- Born: 1941 (age 84–85)
- Education: Stanford University
- Occupations: Educator, writer
- Website: ronjoneswriter.com

= Ron Jones (teacher) =

American writer and pedagogist (born 1941)

Ron Jones (born 1941) is an American writer, pedagogist, and former teacher in Palo Alto, California. He is best known for his classroom exercise called "The Third Wave" and the book he wrote about the event, which inspired the made-for-TV movie The Wave and other works, including a theatrical film in 2008. The original TV movie won the Emmy and Peabody Awards. His books The Acorn People and B-Ball have also been made into TV dramas. Jones lives in San Francisco, California where he regularly performs as a storyteller.

==Career==
In April 1967, while working as a teacher at Cubberley High School in Palo Alto, Jones created a project with his 15-year-old World History students in which they experienced the growth of a fascist movement, called The Wave. Jones intended for this to be only a week-long exercise. He had a designed lesson plan which included a salute, a slogan, and a secret "police" force. The experiment was ended by Jones after complaints from teachers and parents. Jones then revealed that it was an exercise intended to give students a direct experience of how easily they could be misled into behaving like fascists, drawing parallels to the rise of the National Socialist movement in Germany.
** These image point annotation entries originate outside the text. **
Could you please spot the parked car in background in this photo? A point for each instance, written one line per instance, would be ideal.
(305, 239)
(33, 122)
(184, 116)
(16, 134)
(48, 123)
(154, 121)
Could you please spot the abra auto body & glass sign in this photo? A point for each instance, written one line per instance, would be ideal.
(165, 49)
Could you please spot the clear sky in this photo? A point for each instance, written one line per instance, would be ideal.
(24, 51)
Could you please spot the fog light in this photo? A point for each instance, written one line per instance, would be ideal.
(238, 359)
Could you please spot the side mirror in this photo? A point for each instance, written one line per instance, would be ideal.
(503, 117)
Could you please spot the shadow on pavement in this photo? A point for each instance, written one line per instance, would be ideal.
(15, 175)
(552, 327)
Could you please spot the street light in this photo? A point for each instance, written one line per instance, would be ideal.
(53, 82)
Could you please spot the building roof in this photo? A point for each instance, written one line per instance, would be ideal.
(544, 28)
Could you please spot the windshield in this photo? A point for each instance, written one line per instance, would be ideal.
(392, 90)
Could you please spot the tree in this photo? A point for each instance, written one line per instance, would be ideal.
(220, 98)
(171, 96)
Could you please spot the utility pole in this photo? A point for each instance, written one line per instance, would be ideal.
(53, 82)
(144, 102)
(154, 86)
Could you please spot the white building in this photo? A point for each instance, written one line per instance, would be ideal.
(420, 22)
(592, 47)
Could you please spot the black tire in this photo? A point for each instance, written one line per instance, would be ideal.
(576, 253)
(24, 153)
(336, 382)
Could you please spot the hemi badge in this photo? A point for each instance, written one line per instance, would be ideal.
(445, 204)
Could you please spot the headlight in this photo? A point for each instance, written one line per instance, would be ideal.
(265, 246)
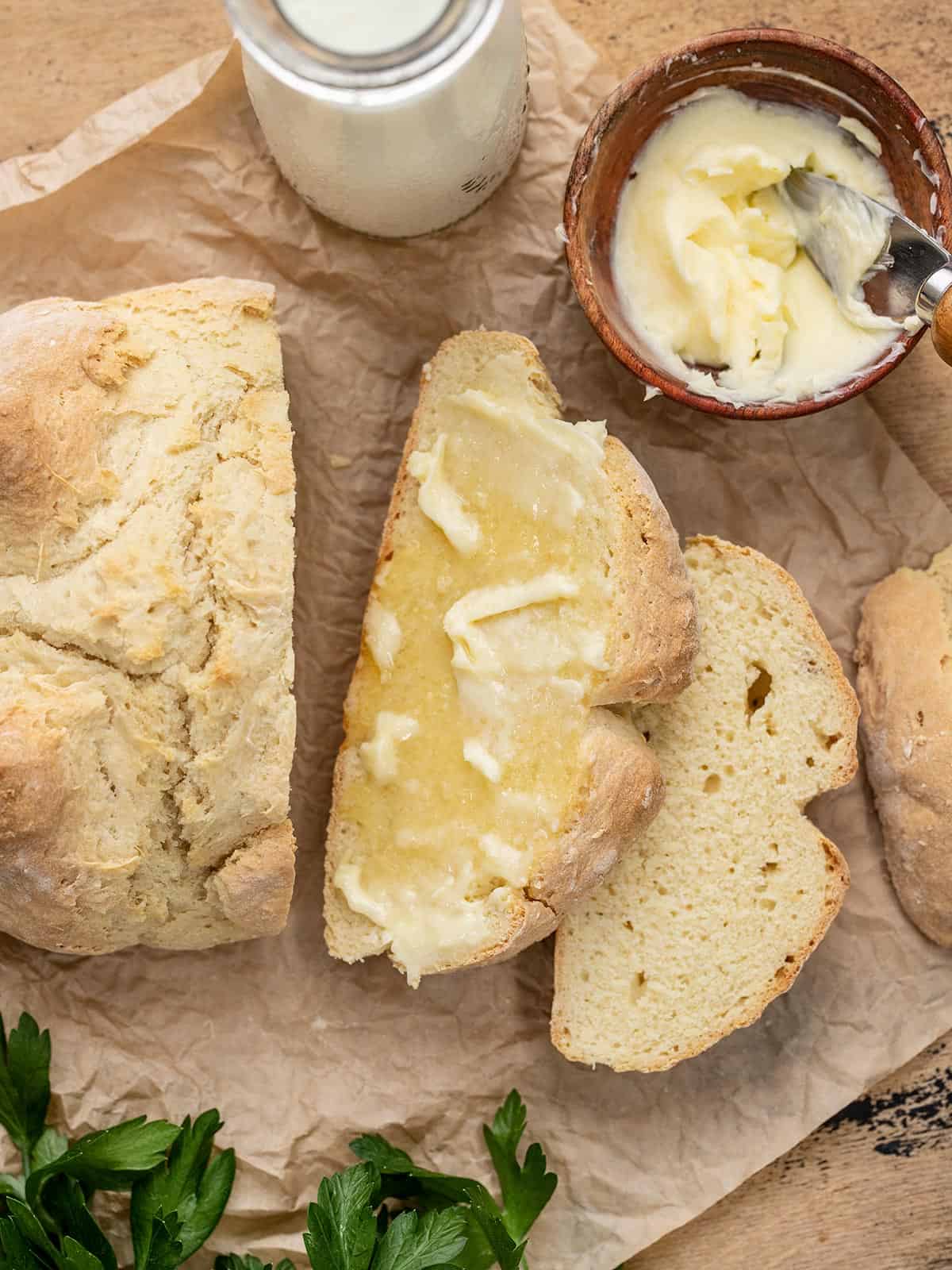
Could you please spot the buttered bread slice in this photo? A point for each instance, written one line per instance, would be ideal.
(528, 575)
(729, 891)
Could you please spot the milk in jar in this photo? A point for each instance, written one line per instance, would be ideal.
(393, 117)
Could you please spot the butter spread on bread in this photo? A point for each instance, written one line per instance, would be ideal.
(146, 718)
(527, 578)
(719, 905)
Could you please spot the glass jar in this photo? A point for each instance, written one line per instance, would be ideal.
(393, 130)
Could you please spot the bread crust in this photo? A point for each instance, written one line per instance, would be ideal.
(904, 654)
(625, 789)
(837, 870)
(127, 620)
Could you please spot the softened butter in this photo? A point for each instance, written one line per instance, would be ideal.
(708, 262)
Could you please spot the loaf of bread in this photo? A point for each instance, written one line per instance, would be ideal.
(904, 652)
(146, 554)
(528, 577)
(729, 891)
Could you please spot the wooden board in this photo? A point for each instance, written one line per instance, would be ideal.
(873, 1187)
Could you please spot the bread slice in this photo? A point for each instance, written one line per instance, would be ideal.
(146, 581)
(904, 652)
(729, 891)
(528, 575)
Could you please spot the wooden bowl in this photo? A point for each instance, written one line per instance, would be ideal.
(774, 65)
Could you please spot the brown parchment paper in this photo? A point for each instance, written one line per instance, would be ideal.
(300, 1052)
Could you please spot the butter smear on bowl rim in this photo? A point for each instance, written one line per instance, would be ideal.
(708, 260)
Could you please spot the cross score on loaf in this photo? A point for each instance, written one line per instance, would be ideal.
(528, 577)
(146, 718)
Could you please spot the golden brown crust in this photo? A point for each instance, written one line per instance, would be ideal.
(651, 660)
(824, 664)
(625, 789)
(904, 654)
(122, 704)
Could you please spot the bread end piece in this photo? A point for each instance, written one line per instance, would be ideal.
(904, 654)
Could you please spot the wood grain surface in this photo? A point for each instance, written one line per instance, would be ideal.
(873, 1187)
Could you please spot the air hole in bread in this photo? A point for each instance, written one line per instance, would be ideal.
(759, 690)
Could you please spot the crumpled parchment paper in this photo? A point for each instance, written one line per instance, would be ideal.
(300, 1052)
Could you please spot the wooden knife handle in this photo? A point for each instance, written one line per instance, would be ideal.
(942, 328)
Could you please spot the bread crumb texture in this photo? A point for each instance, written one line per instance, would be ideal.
(904, 652)
(729, 891)
(146, 718)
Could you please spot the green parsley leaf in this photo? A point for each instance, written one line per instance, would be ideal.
(67, 1204)
(342, 1230)
(12, 1185)
(50, 1146)
(190, 1185)
(31, 1229)
(25, 1083)
(111, 1159)
(401, 1179)
(414, 1242)
(528, 1187)
(16, 1253)
(165, 1250)
(74, 1257)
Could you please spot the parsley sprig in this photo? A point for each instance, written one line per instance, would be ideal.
(384, 1213)
(178, 1193)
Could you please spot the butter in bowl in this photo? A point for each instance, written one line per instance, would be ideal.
(683, 249)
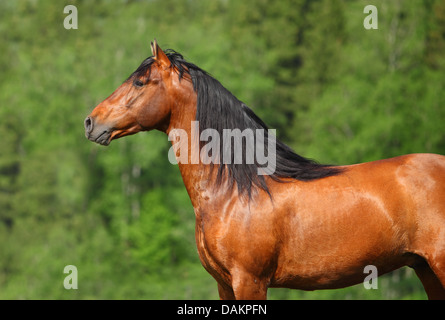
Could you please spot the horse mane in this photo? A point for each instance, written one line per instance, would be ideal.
(218, 109)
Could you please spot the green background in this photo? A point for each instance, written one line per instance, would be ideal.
(334, 91)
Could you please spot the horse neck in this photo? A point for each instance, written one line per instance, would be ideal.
(193, 172)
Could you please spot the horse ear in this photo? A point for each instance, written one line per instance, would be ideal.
(159, 55)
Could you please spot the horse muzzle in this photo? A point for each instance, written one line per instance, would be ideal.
(98, 133)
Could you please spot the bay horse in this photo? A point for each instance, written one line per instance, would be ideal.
(305, 226)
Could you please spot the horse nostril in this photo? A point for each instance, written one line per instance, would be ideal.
(88, 125)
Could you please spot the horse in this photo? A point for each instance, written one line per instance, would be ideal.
(302, 225)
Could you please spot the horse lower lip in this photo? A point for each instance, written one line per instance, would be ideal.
(103, 138)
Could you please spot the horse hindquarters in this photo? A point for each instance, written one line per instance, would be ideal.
(425, 179)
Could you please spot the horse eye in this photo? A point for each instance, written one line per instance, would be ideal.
(138, 83)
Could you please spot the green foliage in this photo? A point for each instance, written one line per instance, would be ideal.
(333, 90)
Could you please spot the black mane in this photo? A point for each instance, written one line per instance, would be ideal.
(219, 109)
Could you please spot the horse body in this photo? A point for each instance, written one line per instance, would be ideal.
(321, 234)
(307, 226)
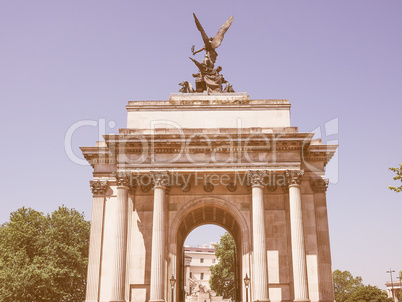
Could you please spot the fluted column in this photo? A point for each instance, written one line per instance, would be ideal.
(260, 268)
(95, 241)
(119, 248)
(161, 181)
(293, 178)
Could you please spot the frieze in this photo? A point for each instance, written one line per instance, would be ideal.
(294, 177)
(122, 179)
(256, 178)
(160, 178)
(319, 185)
(98, 187)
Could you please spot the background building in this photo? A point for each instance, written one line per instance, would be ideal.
(395, 287)
(197, 263)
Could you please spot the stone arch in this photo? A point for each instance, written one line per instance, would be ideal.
(209, 210)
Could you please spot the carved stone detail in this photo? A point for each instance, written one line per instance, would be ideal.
(208, 187)
(319, 185)
(132, 188)
(98, 187)
(160, 179)
(122, 179)
(256, 178)
(145, 188)
(231, 187)
(186, 188)
(294, 177)
(272, 187)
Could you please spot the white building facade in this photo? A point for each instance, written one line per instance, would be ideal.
(199, 260)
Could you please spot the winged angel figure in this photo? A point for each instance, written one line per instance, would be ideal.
(210, 44)
(209, 78)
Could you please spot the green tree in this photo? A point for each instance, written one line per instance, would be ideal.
(369, 293)
(345, 284)
(222, 279)
(398, 176)
(44, 257)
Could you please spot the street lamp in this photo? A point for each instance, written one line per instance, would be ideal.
(246, 284)
(392, 284)
(172, 284)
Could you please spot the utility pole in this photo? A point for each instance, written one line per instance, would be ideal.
(392, 284)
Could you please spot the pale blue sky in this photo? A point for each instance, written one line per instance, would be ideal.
(66, 61)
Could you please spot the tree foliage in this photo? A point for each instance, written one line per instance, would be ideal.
(345, 284)
(351, 289)
(370, 294)
(222, 279)
(398, 176)
(44, 257)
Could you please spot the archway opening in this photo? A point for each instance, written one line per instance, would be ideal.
(204, 220)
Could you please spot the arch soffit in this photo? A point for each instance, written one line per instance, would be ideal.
(201, 202)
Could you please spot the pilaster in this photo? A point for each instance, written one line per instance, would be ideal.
(256, 180)
(99, 189)
(294, 178)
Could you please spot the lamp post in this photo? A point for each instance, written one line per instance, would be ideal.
(246, 284)
(172, 284)
(392, 284)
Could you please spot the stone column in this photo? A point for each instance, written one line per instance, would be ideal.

Jones says that he was refused tenure at Cubberley High School as a result of his anti-war activities two years after the experiment. There were large student protests against this decision.

Jones has spent the past 30 years working with people with mental disabilities and has written a number of books.

== Personal life ==
Jones was raised on 46th Avenue in the Sunset District during the 1940s and 1950s.

He lives in the Haight Ashbury of San Francisco, with his wife Deanna. He is Jewish.

==The Wave==

1967 – "The Third Wave," a classroom simulation. Jones created a week-long project for his sophomore History class at Cubberley High School in Palo Alto that was studying Nazi Germany. The experiment was designed to explore the question of how was it that the people of Germany could allow the rise of Fascism under National Socialism and claim ignorance of the atrocities that were committed by them to neighbors and friends. Jones called the classroom experiment "The Third Wave" which simulated how a movement aimed at eliminating democracy can be created, even in a free society.

1976 – "Take as Directed", a short story by Jones about the experiment was first published in the CoEvolution Quarterly (and a few years later in "The Next Whole Earth Catalog". In the 1981 book No Substitute for Madness, it was retitled "The Third Wave".

1981 – The Wave, a TV movie produced by Norman Lear's T.A.T. Communications, starring Bruce Davison, which appeared as an ABC Afterschool Special.

1981 – The Wave, The Classroom Experiment That Went Too Far, a novelization of the TV movie by Todd Strasser (published in Europe under the pseudonym Morton Rhue).

2003 – Finix a musical based on the book and the movie starring Ethan Freeman premiered in Vienna. The musical was written as part of an anti violence campaign.

2008 – Die Welle (The Wave), a German film, directed by Dennis Gansel. This retelling takes place in a German classroom of 2008.

2010 – The Wave, A musical by Jones, directed by Cliff Mayotte, dramaturgy by David Ford. Performed at The Marsh in San Francisco by the Marsh Youth Theater's (MYT's) Teen Troupe.

2010 – Lesson Plan, a documentary film by Philip Neel and Mark Hancock, and featuring Jones. It is distributed by Journeyman. Neel and Hancock were both original Third Wave class members. The film has won a number of awards.

2011 – The Third Wave, a full length play, script by Jones and Joseph Robinette.

2019 – The Invisible Line, a documentary about The Third Wave class, produced by The History Channel in Germany.

2019 – We Are The Wave, the German Netflix 6-part miniseries inspired by The Wave. This new version takes place in the present day.

==Awards==
- Christian Book of the Year for The Acorn People
- 1985 American Book Award for Say Ray
- When God Winked and Fellini Grinned, a self-published book, was recommended by Oprah Winfrey on her show about autism.

==Other books==
- "B-Ball: The Team That Never Lost a Game" (1991)
- "The Acorn People" (1990)
- "Say Ray" (1984)
- "Kids Called Crazy" (1982)
- "No substitute for madness: a teacher, his kids, & the lessons of real life" (1981)

==Other movies based on Jones writings==
- The Acorn People, starring Cloris Leachman, LeVar Burton, Ted Bessell
- One Special Victory, starring John Larroquette Inspired by the Jones book "B-Ball" noted above.